Probablemente debido a esta misma tensión, en la obra de Papaionnou abundan las escenas de equilibrismo y contorsionismo. En las manos de los intérpretes, las silla, escaleras, mesas, lámparas y espejos cobran vida como si estuvieran insufladas por un espíritu. Podríamos hablar de teatro de objetos y también de teatro de sombras, cuando, en ocasiones, la escena consigue superar los efectos especiales del cine con recursos que forman parte de las periferias de las artes escénicas: los espectáculos de magia, el cabaret o el clown. Entre sus grandes referencias se encuentran Federico Fellini o Jacques Tati, por lo que tienen de carnavalesco.

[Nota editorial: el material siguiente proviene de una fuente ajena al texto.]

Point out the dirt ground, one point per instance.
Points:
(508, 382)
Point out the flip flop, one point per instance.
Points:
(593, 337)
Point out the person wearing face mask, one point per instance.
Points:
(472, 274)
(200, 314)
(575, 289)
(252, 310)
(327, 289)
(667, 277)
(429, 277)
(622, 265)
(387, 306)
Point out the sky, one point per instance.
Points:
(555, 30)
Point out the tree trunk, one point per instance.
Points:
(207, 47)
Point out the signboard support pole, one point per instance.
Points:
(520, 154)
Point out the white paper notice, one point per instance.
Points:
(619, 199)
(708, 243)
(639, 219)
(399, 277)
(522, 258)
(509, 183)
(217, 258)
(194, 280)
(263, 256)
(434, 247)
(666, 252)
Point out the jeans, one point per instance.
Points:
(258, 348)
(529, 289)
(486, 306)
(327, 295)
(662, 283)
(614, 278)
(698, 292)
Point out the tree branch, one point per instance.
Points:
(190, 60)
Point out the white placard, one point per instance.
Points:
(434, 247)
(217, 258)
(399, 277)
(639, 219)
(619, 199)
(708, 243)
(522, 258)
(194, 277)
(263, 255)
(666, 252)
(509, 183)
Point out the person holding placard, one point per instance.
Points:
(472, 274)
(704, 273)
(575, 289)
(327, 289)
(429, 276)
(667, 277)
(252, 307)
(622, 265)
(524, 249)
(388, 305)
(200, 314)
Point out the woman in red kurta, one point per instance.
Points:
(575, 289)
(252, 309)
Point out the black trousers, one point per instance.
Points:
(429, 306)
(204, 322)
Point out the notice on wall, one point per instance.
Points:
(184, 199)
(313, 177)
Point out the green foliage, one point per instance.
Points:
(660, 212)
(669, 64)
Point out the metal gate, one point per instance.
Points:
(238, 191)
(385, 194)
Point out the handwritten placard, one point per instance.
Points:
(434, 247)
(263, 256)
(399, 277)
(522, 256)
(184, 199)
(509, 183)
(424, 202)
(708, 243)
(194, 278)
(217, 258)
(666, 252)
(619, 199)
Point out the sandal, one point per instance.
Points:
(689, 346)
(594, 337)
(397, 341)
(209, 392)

Consigue que caminar sobre el agua, emerger de los abismos, levitar a varios centímetros del suelo, desdoblarse en dos y más personas, intercambiar las extremidades de los bailarines, hacer brotar la yerba o el fuego, o sostener rocas de mármol que caen del cielo sea posible gracias a las tramoyas y la iluminación, y a una manera muy particular de entender el cuerpo, como si fuera la marioneta con la que trabajan los propios intérpretes.

La belleza del cuerpo masculino

Parte del público acude a ver las piezas de Papaionnou con la alegría de contemplar los cuerpos jóvenes de sus bailarines. Pero lejos de ser un espectáculo morboso, el teatro se convierte durante un tiempo en una verdadera lección de anatomía. En The Great Tamer cita literalmente el cuadro homónimo de Rembrandt y en Primal Matter (2013) imagina una suerte de taller mecánico para esculturas clásicas, en el que uno de sus bailarines, con proporciones que nos hacen pensar en el hombre vitruviano, encarna un ideal que va mucho más allá de lo concreto, más allá de la atracción sexual o el placer escópico.

Lo que hoy hace realmente original el trabajo de Papaionnou es la reivindicación de un concepto de belleza idéntico al que entendían los griegos antiguos. En estos tiempos convulsos en los que la mayoría del teatro, aunque pretenda comprometerse con alguna causa política, suele quedarse en un panfleto pornográfico, sus piezas de danza brillan con la luz propia de las primeras veces. Tienen algo de surrealismo, están cuajadas de poesía, su humor es blanco y su erotismo, inocente. Sobre el escenario esos jóvenes desnudos no son un mero objeto de placer, sino la expresión de un deseo de belleza. Y la belleza, como decía Platón, es la imagen del bien y la verdad.

‘INK’, de Dimitris Papaioannou. Foto: Julian Mommert.